What Is D5999 — Unspecified Maxillofacial Prosthesis?

D5999 is a CDT code in the Removable Prosthodontic category. It covers unspecified maxillofacial prosthesis services and is used when the clinical record documents the appropriate indications for this procedure.

Removable prosthodontic codes like D5999 typically require a pre-authorization before fabrication. Include the arch, material, and the clinical reason for the prosthesis.

Key documentation requirements for D5999:

  • Tooth number(s) clearly identified for each code (D4283 and D5999)

  • Clinical notes documenting the separate indications for both procedures

  • Date of service correctly recorded for each procedure

D4283 and D5999 on the Same Day — The Bundling Rule Explained

Periodontic treatment (D4283) and removable prosthodontics (D5999) can be performed at the same appointment when serving distinct clinical purposes, such as periodontal preparation before denture delivery.

What to Bill in Each Scenario

Clinical situation

Correct code(s)

Both procedures performed at the same visit with documentation

Both D4283 and D5999

Only autogenous connective tissue graft add-on was performed

D4283

Only unspecified maxillofacial prosthesis was performed

D5999

Procedures cannot be supported by chart documentation

Bill only the documented procedure

Documentation Checklist

  • [ ] Tooth number(s) clearly identified for each code (D4283 and D5999)

  • [ ] Clinical notes documenting the separate indications for both procedures

  • [ ] Date of service correctly recorded for each procedure

  • [ ] Periodontal chart with current pocket depth recordings

  • [ ] Pre-authorization for prosthetic services on file

  • [ ] Narrative attached if combining uncommon code pairs on the same claim

  • [ ] Patient's insurance eligibility confirmed for the date of service

Billing Tips to Avoid Denial

1. Perio treatment before denture delivery is planned care

SRP or periodontal surgery is often completed before denture fabrication to ensure a stable tissue environment. These are billed on their respective dates.
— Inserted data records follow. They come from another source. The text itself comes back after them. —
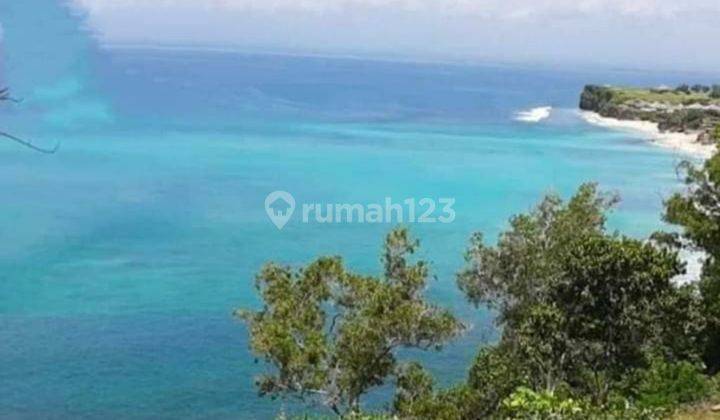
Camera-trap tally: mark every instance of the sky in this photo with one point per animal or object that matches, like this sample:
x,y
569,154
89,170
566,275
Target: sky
x,y
647,34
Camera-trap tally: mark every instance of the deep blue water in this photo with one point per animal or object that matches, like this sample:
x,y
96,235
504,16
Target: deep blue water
x,y
123,255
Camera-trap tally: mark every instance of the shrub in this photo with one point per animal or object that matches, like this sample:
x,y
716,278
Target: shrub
x,y
528,404
667,385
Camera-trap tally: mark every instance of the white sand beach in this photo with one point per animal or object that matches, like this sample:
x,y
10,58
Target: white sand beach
x,y
681,142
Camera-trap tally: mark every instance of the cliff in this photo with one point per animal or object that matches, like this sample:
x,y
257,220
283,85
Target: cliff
x,y
685,109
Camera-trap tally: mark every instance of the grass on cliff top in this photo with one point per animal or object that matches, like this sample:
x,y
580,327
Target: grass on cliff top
x,y
622,95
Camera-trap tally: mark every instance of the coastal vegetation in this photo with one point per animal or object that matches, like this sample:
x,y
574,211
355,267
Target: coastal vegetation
x,y
594,324
686,109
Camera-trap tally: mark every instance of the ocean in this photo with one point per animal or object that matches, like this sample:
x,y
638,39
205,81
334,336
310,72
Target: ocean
x,y
123,255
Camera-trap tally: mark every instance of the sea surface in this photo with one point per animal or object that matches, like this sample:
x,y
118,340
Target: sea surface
x,y
123,255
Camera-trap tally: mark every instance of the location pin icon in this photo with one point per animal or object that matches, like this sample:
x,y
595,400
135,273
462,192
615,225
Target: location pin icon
x,y
279,206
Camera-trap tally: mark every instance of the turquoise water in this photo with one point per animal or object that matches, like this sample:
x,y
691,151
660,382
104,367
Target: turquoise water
x,y
123,255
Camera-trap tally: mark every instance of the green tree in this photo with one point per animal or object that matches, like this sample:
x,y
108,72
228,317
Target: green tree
x,y
578,306
697,212
332,335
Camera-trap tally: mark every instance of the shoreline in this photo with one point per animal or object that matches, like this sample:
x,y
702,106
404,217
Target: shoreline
x,y
679,142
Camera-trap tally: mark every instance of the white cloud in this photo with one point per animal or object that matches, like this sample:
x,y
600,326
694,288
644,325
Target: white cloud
x,y
641,33
499,9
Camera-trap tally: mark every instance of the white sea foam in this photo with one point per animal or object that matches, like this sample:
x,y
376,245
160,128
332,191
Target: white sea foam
x,y
534,115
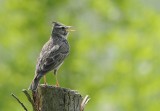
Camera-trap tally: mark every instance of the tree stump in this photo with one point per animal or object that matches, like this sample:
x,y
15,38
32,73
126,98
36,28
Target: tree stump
x,y
50,98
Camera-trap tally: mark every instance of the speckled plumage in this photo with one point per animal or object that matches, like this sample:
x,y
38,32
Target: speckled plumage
x,y
52,54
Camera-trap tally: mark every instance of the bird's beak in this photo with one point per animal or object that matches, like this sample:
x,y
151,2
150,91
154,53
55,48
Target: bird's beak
x,y
68,28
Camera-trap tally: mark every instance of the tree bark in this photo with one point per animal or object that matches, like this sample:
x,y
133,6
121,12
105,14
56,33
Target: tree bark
x,y
50,98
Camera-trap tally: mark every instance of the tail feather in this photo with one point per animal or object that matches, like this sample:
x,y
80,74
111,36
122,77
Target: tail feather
x,y
34,83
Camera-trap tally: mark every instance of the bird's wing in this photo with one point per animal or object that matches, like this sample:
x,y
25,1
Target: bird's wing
x,y
52,59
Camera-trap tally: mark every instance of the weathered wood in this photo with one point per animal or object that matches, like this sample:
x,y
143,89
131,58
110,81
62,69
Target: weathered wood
x,y
50,98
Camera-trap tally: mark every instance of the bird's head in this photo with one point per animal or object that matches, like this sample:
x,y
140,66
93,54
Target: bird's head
x,y
61,29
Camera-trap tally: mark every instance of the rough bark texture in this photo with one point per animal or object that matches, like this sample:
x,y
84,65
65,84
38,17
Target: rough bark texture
x,y
50,98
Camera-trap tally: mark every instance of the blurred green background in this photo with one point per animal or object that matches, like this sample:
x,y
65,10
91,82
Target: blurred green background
x,y
114,54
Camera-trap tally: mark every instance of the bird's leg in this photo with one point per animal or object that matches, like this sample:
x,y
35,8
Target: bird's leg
x,y
57,83
45,82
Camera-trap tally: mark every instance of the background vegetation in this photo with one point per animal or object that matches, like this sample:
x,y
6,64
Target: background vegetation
x,y
114,52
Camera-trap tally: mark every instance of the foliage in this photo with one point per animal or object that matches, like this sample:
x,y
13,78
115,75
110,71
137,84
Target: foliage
x,y
114,52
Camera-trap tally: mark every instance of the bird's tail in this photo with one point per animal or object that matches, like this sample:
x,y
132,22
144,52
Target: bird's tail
x,y
35,83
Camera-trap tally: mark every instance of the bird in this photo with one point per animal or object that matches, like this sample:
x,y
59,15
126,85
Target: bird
x,y
52,55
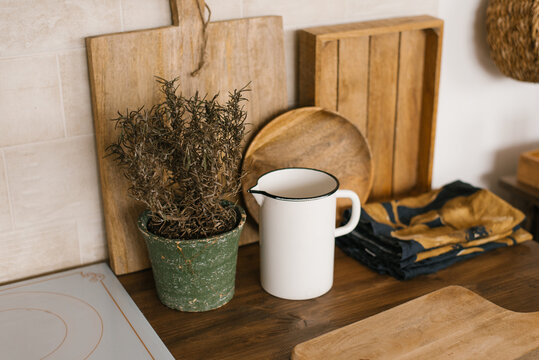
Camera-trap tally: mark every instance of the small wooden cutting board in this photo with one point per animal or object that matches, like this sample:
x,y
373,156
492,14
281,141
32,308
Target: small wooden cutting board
x,y
310,137
451,323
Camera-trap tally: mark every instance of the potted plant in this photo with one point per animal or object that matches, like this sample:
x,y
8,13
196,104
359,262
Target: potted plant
x,y
182,160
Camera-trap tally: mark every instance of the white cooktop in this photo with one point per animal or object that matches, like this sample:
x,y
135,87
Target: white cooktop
x,y
78,314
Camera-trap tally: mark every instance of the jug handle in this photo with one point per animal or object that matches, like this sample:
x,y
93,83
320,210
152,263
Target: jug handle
x,y
356,212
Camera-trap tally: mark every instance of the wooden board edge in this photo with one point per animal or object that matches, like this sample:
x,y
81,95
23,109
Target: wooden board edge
x,y
115,266
374,27
307,68
175,26
430,107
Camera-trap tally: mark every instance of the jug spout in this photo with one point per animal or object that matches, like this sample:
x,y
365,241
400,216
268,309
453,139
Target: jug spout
x,y
257,194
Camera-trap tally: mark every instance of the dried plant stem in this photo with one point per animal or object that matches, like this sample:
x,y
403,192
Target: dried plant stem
x,y
182,158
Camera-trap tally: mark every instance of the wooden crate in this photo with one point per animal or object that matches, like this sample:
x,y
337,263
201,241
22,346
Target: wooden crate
x,y
528,168
383,76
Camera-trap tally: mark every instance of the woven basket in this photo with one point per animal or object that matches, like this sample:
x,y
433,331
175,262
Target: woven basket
x,y
513,37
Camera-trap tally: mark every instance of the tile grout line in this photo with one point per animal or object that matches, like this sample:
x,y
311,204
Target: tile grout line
x,y
41,53
44,142
61,94
78,240
9,201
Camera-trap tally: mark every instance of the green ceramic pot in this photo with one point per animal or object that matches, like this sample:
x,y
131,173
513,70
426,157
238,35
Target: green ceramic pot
x,y
194,275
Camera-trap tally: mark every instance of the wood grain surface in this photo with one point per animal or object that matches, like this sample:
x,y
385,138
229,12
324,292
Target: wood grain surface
x,y
451,323
383,76
314,138
256,325
122,69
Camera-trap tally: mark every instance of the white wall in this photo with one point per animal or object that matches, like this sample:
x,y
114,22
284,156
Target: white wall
x,y
50,207
484,118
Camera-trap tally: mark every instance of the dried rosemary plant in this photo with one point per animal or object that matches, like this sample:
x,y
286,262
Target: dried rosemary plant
x,y
182,158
2. Partial denture adjustments and perio maintenance can be same-day

D5421 (partial denture adjustment) and D4910 (perio maintenance) on the same date is common in recall visits for partial denture wearers with periodontal history.

3. Document the perio status of the remaining dentition

The clinical record must show the periodontal health of teeth supporting a partial denture. This documentation supports both the perio and prosthodontic claims.
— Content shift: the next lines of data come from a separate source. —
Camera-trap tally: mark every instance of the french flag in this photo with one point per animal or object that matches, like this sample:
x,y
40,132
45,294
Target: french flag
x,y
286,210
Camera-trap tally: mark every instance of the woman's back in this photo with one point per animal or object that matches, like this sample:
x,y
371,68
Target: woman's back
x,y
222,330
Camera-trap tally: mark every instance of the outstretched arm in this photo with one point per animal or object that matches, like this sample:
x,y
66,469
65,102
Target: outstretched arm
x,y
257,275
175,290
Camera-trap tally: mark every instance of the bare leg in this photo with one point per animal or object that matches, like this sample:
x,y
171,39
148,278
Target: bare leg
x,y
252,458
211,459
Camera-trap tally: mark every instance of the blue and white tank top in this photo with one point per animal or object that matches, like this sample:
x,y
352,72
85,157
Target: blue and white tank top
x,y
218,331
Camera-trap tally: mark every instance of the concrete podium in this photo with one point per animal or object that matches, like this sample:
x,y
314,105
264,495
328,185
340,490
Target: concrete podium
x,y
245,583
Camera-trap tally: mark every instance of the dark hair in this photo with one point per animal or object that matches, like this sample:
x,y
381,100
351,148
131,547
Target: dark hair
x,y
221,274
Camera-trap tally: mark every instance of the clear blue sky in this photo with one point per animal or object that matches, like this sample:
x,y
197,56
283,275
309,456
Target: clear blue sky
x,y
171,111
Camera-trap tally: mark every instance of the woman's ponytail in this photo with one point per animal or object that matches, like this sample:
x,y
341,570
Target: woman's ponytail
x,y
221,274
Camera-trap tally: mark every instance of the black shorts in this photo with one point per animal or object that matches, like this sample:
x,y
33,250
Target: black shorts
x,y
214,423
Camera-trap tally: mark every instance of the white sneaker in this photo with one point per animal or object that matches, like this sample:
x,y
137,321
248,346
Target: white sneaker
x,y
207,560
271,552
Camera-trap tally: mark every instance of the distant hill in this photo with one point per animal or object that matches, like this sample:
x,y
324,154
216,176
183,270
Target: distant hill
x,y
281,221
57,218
4. Tissue conditioning after perio treatment affects denture fit

After significant periodontal treatment, tissue conditioning (D5850/D5851) may be needed before the final denture is fabricated. These are separately billable and standard.

Frequently Asked Questions

Can D4283 and D5999 ever be billed together?
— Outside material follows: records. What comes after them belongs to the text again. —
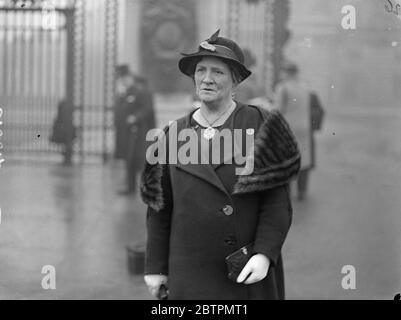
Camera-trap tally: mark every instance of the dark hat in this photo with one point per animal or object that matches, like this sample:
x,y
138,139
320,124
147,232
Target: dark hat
x,y
290,67
219,47
122,70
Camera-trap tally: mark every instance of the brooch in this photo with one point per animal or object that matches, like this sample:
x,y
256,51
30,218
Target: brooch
x,y
130,99
207,46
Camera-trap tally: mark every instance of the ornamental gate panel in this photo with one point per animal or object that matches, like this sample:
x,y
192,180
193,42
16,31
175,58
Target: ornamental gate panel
x,y
53,50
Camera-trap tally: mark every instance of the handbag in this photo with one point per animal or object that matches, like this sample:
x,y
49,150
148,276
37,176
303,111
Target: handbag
x,y
237,260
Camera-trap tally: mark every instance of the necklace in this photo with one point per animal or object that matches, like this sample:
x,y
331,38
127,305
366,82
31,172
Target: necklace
x,y
209,132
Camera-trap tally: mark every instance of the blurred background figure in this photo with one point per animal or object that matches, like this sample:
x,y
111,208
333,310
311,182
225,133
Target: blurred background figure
x,y
134,116
124,81
293,100
141,118
317,116
63,131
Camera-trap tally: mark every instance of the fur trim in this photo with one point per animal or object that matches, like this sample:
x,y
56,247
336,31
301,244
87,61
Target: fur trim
x,y
151,186
276,156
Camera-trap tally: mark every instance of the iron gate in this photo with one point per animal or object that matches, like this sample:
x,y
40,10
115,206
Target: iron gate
x,y
53,50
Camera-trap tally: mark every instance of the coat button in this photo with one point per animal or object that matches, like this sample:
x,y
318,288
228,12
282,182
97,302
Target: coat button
x,y
228,210
231,241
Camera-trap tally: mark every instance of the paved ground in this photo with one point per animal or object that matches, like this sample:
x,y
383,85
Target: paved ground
x,y
72,219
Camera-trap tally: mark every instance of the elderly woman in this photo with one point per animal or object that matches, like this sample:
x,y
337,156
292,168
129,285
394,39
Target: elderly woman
x,y
200,213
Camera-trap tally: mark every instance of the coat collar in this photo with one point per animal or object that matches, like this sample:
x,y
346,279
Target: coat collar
x,y
205,172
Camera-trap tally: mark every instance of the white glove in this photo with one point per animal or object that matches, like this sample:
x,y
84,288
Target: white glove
x,y
154,281
257,268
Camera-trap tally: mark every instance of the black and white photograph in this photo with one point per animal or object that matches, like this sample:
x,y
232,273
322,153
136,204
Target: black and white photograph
x,y
200,150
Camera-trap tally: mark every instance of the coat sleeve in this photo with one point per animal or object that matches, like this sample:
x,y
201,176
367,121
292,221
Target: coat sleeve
x,y
158,223
274,222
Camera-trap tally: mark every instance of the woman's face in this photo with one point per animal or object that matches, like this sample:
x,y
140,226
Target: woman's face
x,y
213,80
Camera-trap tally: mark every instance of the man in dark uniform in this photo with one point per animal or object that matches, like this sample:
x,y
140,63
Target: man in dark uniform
x,y
136,103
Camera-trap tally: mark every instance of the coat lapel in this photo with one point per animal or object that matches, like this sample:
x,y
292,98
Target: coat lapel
x,y
204,172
Yes, in most cases — see the bundling rule explanation above for the conditions and any exceptions.

What is the difference between D4283 and D5999?

D4283 covers autogenous connective tissue graft add-on services, while D5999 covers unspecified maxillofacial prosthesis services. They belong to different CDT categories and address different clinical procedures.

Will insurance pay for D4283 and D5999 on the same claim?

Coverage depends on the specific plan. Most carriers allow this combination with documentation. Always verify with the patient's specific plan before submitting.

What documentation is needed to bill D4283 with D5999?

At minimum: tooth numbers for each procedure, clinical notes documenting separate indications, and — for complex or unusual combinations — a brief narrative explaining why both were clinically necessary on the same date.

What happens if D4283 and D5999 are denied when billed together?

Submit an appeal with supporting documentation including the clinical chart notes, radiographs (if applicable), and a narrative explaining the separate clinical purposes. Most carriers have a formal appeal process that can reverse automatic denials.

Is it upcoding or fraud to bill D4283 and D5999 on the same day?

Billing two codes that represent genuinely distinct, separately documented services is not fraud — it is accurate coding. Fraud occurs when a code is billed for a service that was not performed. Ensure your chart documentation fully supports each code submitted.